Often I think our inner city park designs here are too focused on creating quaint, intimate park amenities rather than proper monumental ones. It's almost designed to say this park should be a way to forget you are in a city, rather than celebrate and integrated into the highly urban context. Often they are unsuccessful in practice because that's not what is missing in highly urban areas. In a way, it's a suburban way of thinking about public spaces - the urban context should be minimized and managed, not celebrated and integrated with.
Best examples of these types of parks are seen in older NA cities like New York and all over Europe. A park design that imagines many thousands of different users daily, coming from all directions, with many just cutting through the park for efficient access to the train station. Century Gardens is getting closer but is limited by the parcels around it to fully be that square.
Of course we need both styles of park, but the downtown and surrounding areas should have some leanings toward more of that higher-capacity, urban and monumental style plaza than yet another quaint sitting area for office workers 1 hour a day.
TL/DR: build a urban format cineplex immediately adjacent to the LRT in downtown. Also build better, more urban parks.
It always struck me as a wasted opportunity when this Courthouse Park was built. Usually I am all for defending public realm and public spaces, the only thing is downtown doesn't actually need more of this type of public space. The park is designed pretty much as a corporate plaza featuring a few horse statues with limited uses beyond downtown workers to eat their lunches outside an hour a day, a few months a year.
Don't get me wrong - Courthouse park is nice enough as a park. But we have dozens of these spaces everywhere in the core, did we actually need another one? How does this park contribute to solving downtown's great challenges around being perceived as boring, empty and limited activity after 5 pm?
What should have gone there in my idealist world? Urban format cineplex.
- Directly connected to the existing mall via the Plus 15 to the 4 Street Station.
- Synergistic link to both the mall and the nearby Globe Theatre for the occasional film fest.
- Immediate, high-quality transit access for all quadrants. The only theatre directly on an LRT line.
- Attracts evening users, families and teenagers - everything the downtown is missing.
I would have also accepted a proper, barrier-free public urban square style park. That would give full circulation to pedestrian in all directions fully integrated into the station, instead of yet another park broken up by concrete barriers and weird lines preventing access from many direction. The square could be used events, but would far more flexible and open than Olympic Plaza (with yet another weird, broken up design), while being located far closer and more integrated with transit, the mall and retail district, and the nearby population clusters of the central Beltline.

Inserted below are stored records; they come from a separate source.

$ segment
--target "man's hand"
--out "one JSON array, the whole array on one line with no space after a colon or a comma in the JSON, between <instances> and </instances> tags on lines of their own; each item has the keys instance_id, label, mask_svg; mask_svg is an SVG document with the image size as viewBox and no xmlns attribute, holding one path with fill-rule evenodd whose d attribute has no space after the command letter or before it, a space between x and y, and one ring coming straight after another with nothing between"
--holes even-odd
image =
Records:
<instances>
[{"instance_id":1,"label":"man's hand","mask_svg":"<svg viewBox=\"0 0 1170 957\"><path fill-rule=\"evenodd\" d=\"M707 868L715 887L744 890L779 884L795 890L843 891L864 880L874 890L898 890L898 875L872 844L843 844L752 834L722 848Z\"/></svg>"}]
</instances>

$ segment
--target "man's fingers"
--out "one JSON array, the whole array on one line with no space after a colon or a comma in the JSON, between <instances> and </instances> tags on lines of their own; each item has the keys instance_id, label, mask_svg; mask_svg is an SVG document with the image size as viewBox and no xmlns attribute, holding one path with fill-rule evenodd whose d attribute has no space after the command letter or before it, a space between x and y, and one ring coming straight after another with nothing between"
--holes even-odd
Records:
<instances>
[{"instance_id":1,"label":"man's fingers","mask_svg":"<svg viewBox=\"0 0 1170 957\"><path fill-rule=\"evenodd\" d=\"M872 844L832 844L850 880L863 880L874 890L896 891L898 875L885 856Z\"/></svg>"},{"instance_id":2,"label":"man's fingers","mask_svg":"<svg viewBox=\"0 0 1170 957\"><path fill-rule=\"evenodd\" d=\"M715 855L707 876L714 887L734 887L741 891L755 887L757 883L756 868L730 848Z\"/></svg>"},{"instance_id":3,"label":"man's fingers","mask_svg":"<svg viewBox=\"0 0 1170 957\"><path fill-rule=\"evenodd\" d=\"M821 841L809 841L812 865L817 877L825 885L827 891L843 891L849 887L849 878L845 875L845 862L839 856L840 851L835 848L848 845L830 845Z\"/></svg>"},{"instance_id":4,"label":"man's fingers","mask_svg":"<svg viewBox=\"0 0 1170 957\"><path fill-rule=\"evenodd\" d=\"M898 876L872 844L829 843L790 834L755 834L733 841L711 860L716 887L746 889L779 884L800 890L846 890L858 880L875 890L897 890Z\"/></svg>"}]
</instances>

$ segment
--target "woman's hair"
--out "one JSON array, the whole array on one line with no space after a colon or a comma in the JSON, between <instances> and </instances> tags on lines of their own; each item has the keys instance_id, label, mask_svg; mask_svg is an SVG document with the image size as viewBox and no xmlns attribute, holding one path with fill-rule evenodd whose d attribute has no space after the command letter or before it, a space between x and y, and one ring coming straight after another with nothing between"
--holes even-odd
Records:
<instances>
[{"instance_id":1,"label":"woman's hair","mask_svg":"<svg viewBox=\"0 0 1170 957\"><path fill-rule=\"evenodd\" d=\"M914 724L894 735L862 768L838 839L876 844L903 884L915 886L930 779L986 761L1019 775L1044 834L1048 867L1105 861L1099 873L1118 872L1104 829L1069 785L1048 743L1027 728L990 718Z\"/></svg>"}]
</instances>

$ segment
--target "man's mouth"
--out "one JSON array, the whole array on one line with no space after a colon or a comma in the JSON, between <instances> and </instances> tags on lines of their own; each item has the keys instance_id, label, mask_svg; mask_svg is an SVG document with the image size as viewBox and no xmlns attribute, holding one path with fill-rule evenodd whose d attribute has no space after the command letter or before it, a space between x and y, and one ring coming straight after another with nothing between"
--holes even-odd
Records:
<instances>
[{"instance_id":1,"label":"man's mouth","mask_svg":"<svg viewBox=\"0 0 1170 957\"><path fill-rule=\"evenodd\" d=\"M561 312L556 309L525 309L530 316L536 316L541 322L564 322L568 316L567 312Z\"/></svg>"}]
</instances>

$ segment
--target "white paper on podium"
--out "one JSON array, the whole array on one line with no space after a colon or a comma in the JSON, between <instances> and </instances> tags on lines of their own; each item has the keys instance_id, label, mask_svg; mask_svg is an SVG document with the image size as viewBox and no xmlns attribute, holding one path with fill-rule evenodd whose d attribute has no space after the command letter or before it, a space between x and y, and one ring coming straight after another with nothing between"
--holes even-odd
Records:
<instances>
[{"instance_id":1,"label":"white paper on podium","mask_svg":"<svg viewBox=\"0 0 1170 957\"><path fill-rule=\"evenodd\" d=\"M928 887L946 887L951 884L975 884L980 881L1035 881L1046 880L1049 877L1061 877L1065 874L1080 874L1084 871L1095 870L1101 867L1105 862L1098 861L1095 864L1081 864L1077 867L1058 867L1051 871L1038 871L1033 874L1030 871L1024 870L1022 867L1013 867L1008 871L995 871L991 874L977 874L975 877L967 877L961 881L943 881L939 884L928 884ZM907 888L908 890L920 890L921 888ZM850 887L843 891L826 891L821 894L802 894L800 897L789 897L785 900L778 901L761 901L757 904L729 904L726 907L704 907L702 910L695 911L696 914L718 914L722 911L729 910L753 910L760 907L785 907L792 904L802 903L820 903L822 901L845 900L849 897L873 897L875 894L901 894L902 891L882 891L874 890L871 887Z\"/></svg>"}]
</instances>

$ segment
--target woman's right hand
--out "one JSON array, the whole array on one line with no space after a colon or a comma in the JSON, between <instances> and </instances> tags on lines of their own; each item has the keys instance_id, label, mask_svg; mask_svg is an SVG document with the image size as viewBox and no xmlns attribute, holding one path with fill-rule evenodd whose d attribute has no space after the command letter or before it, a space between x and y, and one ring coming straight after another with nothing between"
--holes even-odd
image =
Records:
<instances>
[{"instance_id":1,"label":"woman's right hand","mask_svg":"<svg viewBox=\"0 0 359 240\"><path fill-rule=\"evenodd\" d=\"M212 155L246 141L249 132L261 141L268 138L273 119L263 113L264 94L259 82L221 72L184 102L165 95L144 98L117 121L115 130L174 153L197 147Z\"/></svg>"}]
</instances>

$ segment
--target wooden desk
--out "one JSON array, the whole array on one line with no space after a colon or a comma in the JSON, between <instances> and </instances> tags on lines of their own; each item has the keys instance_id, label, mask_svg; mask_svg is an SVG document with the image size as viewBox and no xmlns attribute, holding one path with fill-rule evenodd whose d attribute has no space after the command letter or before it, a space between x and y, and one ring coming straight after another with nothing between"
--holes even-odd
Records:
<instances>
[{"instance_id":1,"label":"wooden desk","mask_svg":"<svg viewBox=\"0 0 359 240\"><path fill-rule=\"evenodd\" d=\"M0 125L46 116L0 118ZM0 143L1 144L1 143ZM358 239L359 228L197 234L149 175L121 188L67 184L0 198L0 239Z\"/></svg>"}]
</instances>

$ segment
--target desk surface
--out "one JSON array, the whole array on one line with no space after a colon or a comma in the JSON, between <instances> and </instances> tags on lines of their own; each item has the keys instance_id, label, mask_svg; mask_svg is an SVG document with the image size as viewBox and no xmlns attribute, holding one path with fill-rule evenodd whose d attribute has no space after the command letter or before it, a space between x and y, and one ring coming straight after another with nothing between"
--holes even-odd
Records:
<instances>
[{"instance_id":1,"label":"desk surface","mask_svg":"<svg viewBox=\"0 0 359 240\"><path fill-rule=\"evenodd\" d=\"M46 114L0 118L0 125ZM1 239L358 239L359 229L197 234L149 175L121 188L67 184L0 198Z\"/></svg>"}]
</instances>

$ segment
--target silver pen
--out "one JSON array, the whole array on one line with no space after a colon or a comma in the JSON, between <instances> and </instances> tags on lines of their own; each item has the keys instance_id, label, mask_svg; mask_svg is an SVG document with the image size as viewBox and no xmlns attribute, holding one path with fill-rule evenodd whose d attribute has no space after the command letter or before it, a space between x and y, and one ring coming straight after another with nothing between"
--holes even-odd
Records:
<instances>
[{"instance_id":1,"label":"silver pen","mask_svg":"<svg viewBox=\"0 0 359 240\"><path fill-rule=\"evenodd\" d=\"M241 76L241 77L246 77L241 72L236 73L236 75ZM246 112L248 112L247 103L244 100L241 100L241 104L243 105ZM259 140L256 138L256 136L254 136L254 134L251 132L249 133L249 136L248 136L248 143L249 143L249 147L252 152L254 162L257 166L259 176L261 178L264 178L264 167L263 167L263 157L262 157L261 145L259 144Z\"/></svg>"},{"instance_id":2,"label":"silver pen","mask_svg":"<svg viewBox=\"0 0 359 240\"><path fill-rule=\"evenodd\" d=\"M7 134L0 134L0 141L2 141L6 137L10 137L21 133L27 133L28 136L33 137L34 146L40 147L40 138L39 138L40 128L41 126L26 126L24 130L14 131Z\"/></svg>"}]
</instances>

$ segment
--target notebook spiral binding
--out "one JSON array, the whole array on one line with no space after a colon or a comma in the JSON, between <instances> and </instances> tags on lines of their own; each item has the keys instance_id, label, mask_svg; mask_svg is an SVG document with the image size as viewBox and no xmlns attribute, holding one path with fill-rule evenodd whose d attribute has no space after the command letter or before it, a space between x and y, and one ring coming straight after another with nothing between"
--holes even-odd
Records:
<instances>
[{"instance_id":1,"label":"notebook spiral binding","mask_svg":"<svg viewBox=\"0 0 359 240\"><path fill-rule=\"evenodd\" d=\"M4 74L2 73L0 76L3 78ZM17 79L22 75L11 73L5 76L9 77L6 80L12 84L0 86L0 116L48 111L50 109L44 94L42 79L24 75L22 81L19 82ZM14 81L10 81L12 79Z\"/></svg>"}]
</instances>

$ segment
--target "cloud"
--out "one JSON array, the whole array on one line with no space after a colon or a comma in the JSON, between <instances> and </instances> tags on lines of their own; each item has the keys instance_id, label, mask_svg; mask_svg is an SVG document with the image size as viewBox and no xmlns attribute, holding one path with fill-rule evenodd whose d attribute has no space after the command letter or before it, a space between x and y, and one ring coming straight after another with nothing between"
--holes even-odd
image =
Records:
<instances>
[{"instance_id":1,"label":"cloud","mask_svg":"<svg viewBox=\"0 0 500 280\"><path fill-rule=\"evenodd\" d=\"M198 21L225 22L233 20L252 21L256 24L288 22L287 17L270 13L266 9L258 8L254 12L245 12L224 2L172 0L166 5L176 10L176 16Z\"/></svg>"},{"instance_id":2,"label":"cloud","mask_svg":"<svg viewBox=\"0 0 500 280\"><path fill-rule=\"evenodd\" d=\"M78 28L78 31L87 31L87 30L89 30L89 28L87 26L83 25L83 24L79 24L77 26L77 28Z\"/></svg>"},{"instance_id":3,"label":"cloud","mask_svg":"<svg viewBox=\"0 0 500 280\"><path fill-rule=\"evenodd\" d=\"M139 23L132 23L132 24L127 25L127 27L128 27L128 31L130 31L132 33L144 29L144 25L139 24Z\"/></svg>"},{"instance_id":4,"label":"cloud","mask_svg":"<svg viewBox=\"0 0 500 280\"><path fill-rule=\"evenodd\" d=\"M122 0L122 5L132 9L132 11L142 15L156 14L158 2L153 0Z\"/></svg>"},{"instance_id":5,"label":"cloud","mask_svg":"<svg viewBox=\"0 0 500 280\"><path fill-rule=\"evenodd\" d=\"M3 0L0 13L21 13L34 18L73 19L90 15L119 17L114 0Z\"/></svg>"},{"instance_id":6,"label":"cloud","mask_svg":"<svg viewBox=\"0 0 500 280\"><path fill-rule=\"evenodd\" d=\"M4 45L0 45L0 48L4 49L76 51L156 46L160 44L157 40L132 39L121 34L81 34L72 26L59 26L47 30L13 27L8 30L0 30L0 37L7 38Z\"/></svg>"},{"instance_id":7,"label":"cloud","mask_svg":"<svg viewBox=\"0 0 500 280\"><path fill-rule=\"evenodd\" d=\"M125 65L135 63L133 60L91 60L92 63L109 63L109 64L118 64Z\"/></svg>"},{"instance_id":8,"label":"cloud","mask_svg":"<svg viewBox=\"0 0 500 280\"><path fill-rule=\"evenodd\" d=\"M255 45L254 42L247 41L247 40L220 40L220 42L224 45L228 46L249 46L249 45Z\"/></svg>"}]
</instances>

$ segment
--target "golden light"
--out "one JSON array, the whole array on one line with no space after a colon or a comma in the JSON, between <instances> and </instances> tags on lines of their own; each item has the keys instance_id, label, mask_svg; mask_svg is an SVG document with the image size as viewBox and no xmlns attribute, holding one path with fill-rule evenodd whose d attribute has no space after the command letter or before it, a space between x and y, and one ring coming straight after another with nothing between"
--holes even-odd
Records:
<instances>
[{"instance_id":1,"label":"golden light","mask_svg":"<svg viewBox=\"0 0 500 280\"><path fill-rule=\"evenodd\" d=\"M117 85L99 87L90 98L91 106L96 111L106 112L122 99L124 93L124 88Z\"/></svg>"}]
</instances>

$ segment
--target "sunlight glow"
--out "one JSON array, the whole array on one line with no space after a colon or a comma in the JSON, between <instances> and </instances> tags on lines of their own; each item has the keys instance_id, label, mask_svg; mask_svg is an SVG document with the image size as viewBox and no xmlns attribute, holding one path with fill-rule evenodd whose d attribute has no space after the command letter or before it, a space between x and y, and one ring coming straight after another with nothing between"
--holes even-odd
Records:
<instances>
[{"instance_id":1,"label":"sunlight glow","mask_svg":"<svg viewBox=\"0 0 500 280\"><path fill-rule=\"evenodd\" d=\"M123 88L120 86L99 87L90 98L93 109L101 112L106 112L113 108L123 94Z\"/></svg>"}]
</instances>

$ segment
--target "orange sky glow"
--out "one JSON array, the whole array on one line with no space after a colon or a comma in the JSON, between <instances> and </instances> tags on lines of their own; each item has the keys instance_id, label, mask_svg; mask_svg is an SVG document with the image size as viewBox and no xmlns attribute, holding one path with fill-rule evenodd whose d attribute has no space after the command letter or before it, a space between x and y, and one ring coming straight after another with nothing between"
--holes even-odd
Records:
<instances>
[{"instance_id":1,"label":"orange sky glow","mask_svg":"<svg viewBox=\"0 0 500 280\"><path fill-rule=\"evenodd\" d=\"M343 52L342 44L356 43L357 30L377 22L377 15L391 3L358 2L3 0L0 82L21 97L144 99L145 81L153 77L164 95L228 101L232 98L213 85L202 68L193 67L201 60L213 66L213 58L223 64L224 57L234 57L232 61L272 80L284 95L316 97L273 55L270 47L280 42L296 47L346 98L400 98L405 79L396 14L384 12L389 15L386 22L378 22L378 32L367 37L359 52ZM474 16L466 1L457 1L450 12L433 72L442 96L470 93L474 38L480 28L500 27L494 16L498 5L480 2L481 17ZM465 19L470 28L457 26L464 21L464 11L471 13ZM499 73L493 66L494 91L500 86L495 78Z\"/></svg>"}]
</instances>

Often I think our inner city park designs here are too focused on creating quaint, intimate park amenities rather than proper monumental ones. It's almost designed to say this park should be a way to forget you are in a city, rather than celebrate and integrated into the highly urban context. Often they are unsuccessful in practice because that's not what is missing in highly urban areas. In a way, it's a suburban way of thinking about public spaces - the urban context should be minimized and managed, not celebrated and integrated with.
Best examples of these types of parks are seen in older NA cities like New York and all over Europe. A park design that imagines many thousands of different users daily, coming from all directions, with many just cutting through the park for efficient access to the train station. Century Gardens is getting closer but is limited by the parcels around it to fully be that square.
Of course we need both styles of park, but the downtown and surrounding areas should have some leanings toward more of that higher-capacity, urban and monumental style plaza than yet another quaint sitting area for office workers 1 hour a day.
TL/DR: build a urban format cineplex immediately adjacent to the LRT in downtown. Also build better, more urban parks.